With all of that in mind, I wanted to present a couple of excerpts from some commentary out of Barclays that someone sent over this weekend. As far as I can tell, this is a bit dated, but it speaks to everything said above for obvious reasons…

Via Barclays

Federal Reserve Commentary: Normalization plans to remain in place despite uptick in financial stress

US equity markets falling into correction territory in recent days begs the question of how far equities would have to fall, or volatility to rise, for the Fed to consider a delay to its policy plans. We think it is too early for the Fed to consider altering course and we believe the committee will likely take some comfort in the tightening in financial conditions as it will reduce the risk of a hard landing over time. The Fed can be patient, to see whether market volatility weighs negatively on activity; sizeable fiscal stimulus awaits and will likely dwarf any stress-induced slowdown. While we remain attuned to any signs that household spending, business investment, and hiring are weakening, we expect fiscal stimulus to keep the US economy growing above trend. We maintain our outlook for a 25bp increase in the target range for the federal funds rate in March, and for four rate increases in 2018.

Equity declines and market volatility can affect activity primarily through two channels. First, falling equity valuations can have negative consequences for private consumption through negative wealth effects. Just as persistent increases in net wealth can lead to higher ratios of consumption out of current income (eg. a lower savings rate), large declines in equity valuations can lead households to reduce their assessment of their wealth and, in turn, reduce consumption in favor of saving. A key factor here is whether households view the change in wealth as permanent in nature. Shocks to wealth that are viewed as transitory are not likely to alter household spending plans.

Second, we find that periods of increased financial stress can weigh on hiring, business spending, and economic activity. Negative shocks to financial stress can begin to weigh on activity with only a 1-2 quarter lag, while changes in financial conditions do not kick in until after about eight quarters. This discrepancy between the immediacy of the effects of stress and the delayed response of activity to financial conditions is broadly consistent with the Federal Reserve’s view that monetary policy acts on the real economy with long and variable lags.

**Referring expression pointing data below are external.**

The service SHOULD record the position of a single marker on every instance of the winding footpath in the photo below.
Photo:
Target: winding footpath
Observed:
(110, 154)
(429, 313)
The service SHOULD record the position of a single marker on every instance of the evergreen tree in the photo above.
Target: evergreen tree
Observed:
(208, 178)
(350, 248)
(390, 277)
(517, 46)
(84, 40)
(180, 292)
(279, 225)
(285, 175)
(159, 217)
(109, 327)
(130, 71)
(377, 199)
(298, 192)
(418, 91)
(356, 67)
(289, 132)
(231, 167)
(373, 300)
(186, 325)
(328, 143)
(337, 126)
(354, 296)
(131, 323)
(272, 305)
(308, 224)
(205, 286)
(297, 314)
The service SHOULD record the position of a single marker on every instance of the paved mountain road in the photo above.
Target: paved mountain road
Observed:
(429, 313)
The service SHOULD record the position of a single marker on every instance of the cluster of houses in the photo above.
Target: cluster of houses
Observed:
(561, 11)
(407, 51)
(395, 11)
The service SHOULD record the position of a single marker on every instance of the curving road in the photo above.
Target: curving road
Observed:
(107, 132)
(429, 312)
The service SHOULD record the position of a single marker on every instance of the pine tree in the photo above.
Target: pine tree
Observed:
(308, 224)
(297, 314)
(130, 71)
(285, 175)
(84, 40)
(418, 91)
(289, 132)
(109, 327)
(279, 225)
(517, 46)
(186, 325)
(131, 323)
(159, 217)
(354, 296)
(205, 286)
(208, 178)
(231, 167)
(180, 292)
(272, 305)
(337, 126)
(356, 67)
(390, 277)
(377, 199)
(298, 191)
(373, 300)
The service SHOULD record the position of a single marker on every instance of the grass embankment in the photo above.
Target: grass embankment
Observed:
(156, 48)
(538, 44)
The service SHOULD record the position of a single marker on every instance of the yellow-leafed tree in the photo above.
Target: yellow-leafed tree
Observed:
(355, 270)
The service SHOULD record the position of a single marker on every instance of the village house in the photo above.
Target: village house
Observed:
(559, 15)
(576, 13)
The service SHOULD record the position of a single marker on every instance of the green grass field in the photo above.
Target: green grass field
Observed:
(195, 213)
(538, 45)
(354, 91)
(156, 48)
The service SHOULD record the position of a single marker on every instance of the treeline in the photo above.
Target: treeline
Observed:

In our view, it is too early for the Fed to alter course. The decline in equity markets is likely not large enough or long enough to lead households to conclude that changes in wealth are permanent. In addition, we see little to no evidence to suggest that higher volatility has slowed the pace of economic activity relative to prior months. The increase in stress – if sustained – will likely have some effect on economic activity, but we think it remains too early for any firm conclusions to be drawn. The recent market moves also do not have the characteristics of risk-off episodes of years past. In previous bouts of volatility, equity markets fell, Treasury bonds rallied, and the dollar appreciated. This was the common pattern across the European sovereign debt crises, the US fiscal cliff, and the China-induced volatility in 2015. Yet, US Treasury yields have generally risen in recent weeks and the dollar remains well below year-ago levels. In our view, the Fed is likely to read recent market movements as indicative of a repricing around solid macro fundamentals as opposed to a sudden loss in confidence.